Canadian debtors account for more than half of the Chapter 15 cases filed in the United States. Even without the June filing of Cirque de Soleil and its more than 40 related entities, Canada would still lead the list, with more than 80 other cases originating in the country so far in 2020. Thanks to the Virgin Atlantic Airways bankruptcy and its 30-plus co-debtors, Australian debtors come in at No. 2. It is noteworthy that, were it not for the airline cases, Australia would barely have cracked the top 10, with only two cases. Taking third place is England with 17 cases. The only other places serving as the jurisdiction of foreign proceeding to more than a single Chapter 15 filing are Bermuda (6), Germany (3), Cayman Islands (3), Japan (2), France (2) and Chile (2).

More to Come in 2021?

Is this rise in Chapter 15 filings sustainable? Perhaps not.

Maintaining multiple insolvency proceedings in different countries is expensive. Also, since a Chapter 15 requires that the debtor first file an insolvency proceeding in another country, we should look at foreign bankruptcy filings to gauge what lies ahead for the U.S. courts.

If we look at the two most perennially likely sources of Chapter 15 filings, Canada and England, it appears unlikely that we will have a continued surge. The business bankruptcy filings in Canada are down. Canada’s 2020 business bankruptcy filings spiked in May – June, but decreased sharply by 25.5% in August. Furthermore, business bankruptcies for the 12-month period ended August 2020 decreased by 18.9% compared to the previous 12-month period. Canada’s robust emergency Covid-19 relief is ending soon, however, so the numbers could increase again.

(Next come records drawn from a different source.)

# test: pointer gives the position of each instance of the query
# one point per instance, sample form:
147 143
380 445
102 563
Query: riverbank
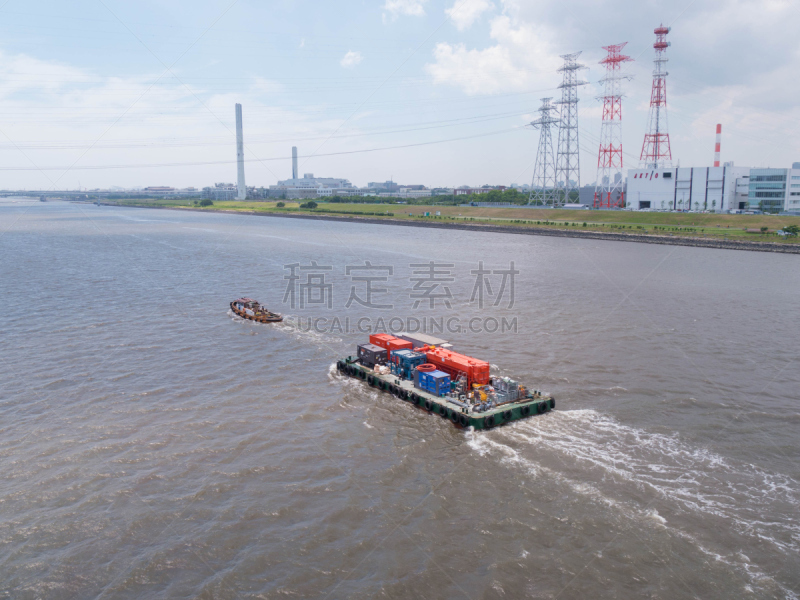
523 228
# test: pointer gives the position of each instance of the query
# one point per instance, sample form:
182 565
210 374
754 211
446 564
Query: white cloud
463 14
521 54
413 8
351 59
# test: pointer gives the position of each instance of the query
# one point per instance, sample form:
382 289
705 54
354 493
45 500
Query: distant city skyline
425 92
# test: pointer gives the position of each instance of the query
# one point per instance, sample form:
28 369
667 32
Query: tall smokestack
242 191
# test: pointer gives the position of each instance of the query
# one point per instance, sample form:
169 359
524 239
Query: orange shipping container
453 363
381 339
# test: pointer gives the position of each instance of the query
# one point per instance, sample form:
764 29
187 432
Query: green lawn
677 224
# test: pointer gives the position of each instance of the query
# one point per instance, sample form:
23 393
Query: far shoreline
670 240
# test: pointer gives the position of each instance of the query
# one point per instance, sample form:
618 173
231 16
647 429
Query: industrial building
726 188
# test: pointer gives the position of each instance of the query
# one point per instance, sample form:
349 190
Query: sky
102 93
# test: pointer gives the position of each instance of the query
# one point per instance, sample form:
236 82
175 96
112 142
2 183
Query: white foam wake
610 457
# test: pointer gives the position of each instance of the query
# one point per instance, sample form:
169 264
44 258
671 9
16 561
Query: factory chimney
242 189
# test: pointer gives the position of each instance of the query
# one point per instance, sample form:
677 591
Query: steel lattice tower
543 187
656 152
568 158
608 189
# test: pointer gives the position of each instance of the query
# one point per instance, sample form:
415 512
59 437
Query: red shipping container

Conversely, in England, the government continues to extend governmental relief for insolvent companies, most notably in the form of a ban on compulsory liquidations/insolvencies (akin to involuntary bankruptcy in the United States). The current moratorium is scheduled to extend through Dec. 31, but it has been extended several times before and could likely be extended again. Before the health crisis began, company insolvencies in England began to decrease in January, and they remain at more than 40% below 2019 levels. (However, as we saw with Virgin Atlantic Airways’ filing, it only takes one large conglomerate to file in the United States, and our Chapter 15 numbers could climb disproportionately.)

Additionally, a number of foreign companies prefer to file their main bankruptcy proceeding in the United States. In order to take advantage of the U.S. bankruptcy process directly, a multinational corporation need only meet the eligibility requirements of 11 U.S.C. § 109(a):
1. It must be a person (which, under 11 U.S.C. § 101(41), is defined to include entities), and
2. It must have a place of business or property in the United States.

Any foreign company meeting those two simple requirements could simply file a petition seeking Chapter 7 or Chapter 11 relief with the applicable U.S. Bankruptcy Court. If more foreign companies are taking that route, then lower Chapter 15 numbers in 2021 could belie the fact that United States bankruptcy judges are continuing to restructure foreign companies.